Leadership From the Margins
Marsha P. Johnson and the Power of Visibility
Movements are often remembered through their most palatable figures. The ones who look great in a textbook or sound great in a decorative quote.
But the people who make change possible are often the ones institutions are least comfortable claiming.
Marsha P. Johnson was one of those people.
A Black trans woman living in New York City in the late 1960s and 70s, Johnson existed at the intersection of racism, poverty, policing, and public hostility. The systems around her made it clear that people like her were meant to survive quietly—if they survived at all.
She refused that assignment.
Johnson was present during the uprising that became the Stonewall Uprising, a turning point in the modern LGBTQ+ rights movement. But her leadership did not begin or end in a single moment of protest.
It showed up in daily acts of care.
With fellow activist Sylvia Rivera, she co-founded Street Transvestite Action Revolutionaries (STAR), creating housing and support for homeless queer and trans youth long before mainstream organizations were willing to claim them.
She fed people. She protected people. She made space for those who had nowhere else to go.
Leadership from the margins rarely looks polished. Even when it looks messy, it changes lives.
Visibility Is Protection
I am queer.
Which means I understand, in a personal way, the difference between being tolerated and being seen. Visibility is protection.
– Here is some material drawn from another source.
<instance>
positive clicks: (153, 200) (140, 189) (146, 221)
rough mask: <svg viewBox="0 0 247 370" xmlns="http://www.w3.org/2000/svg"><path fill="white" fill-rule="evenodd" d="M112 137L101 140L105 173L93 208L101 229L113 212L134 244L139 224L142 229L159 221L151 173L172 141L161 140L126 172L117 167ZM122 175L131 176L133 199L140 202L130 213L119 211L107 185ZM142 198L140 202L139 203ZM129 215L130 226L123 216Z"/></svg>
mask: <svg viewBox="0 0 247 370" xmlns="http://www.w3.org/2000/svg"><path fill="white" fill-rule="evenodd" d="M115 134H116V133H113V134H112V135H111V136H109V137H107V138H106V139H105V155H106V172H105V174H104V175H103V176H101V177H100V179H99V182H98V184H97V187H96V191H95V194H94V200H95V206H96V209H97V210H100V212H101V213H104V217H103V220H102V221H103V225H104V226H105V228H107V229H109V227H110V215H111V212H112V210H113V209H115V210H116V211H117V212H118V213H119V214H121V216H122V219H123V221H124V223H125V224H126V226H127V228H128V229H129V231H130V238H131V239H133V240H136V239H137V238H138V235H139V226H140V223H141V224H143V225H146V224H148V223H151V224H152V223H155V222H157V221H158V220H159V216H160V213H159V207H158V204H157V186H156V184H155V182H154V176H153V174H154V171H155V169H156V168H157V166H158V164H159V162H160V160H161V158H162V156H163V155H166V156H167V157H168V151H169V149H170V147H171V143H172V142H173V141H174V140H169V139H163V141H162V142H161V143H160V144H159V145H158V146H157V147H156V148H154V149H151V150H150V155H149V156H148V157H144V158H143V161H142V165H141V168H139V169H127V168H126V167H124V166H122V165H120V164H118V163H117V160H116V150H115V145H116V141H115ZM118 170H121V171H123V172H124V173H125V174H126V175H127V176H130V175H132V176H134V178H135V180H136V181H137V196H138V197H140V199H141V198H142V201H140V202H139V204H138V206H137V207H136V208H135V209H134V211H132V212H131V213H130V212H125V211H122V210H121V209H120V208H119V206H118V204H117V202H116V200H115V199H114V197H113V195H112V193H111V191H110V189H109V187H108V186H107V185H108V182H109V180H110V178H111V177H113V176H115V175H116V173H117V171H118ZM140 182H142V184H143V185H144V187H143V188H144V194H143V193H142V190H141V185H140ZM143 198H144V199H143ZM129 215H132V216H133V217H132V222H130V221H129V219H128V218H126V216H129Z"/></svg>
When people are pushed outside the frame, harm becomes easier to deny. When people disappear from public view, their rights are easier to dismantle. Visibility interrupts that erasure.
At Lead With Heart, we talk about leadership as commitment. About commitment as leadership.
Johnson was committed to visibility as it was integral to her survival.
Leadership rooted in love does not always come from positions of power. Sometimes it comes from the sidewalk, the shelter, the protest line, the community kitchen.
Sometimes leadership is simply refusing to disappear.
Johnson was dismissed. Mocked. Misunderstood.
People whose lives challenge the status quo often are.
There is a specific cost to people who refuse to make themselves smaller so others can remain comfortable.
If you have ever been told that your identity, your voice, or your advocacy makes people uneasy, you are in good company.
Raquel Willis, TIME Woman of the Year (2025), advocates for Black trans liberation through journalism, organizing, and cultural work.
American actress Laverne Cox uses her platform to expand public understanding of trans lives and dignity.
Imara Jones, founder of TransLash Media, elevates the stories of transgender communities through reporting, storytelling, and public advocacy.
You Are Women’s History
If you lead in a classroom, in a company, in a community, you are shaping the frame. Women’s history is not only what we commemorate. It is who we refuse to erase. Leadership is not about occupying the center. It is about expanding the circle.
Where in your life are you called to make someone more visible?
Where are you tempted to look away from people whose lives make others uncomfortable?
What would it look like to treat visibility itself as an act of love?
Women’s History Month is not for nostalgia. It is for action. And sometimes, that action begins with refusing to disappear.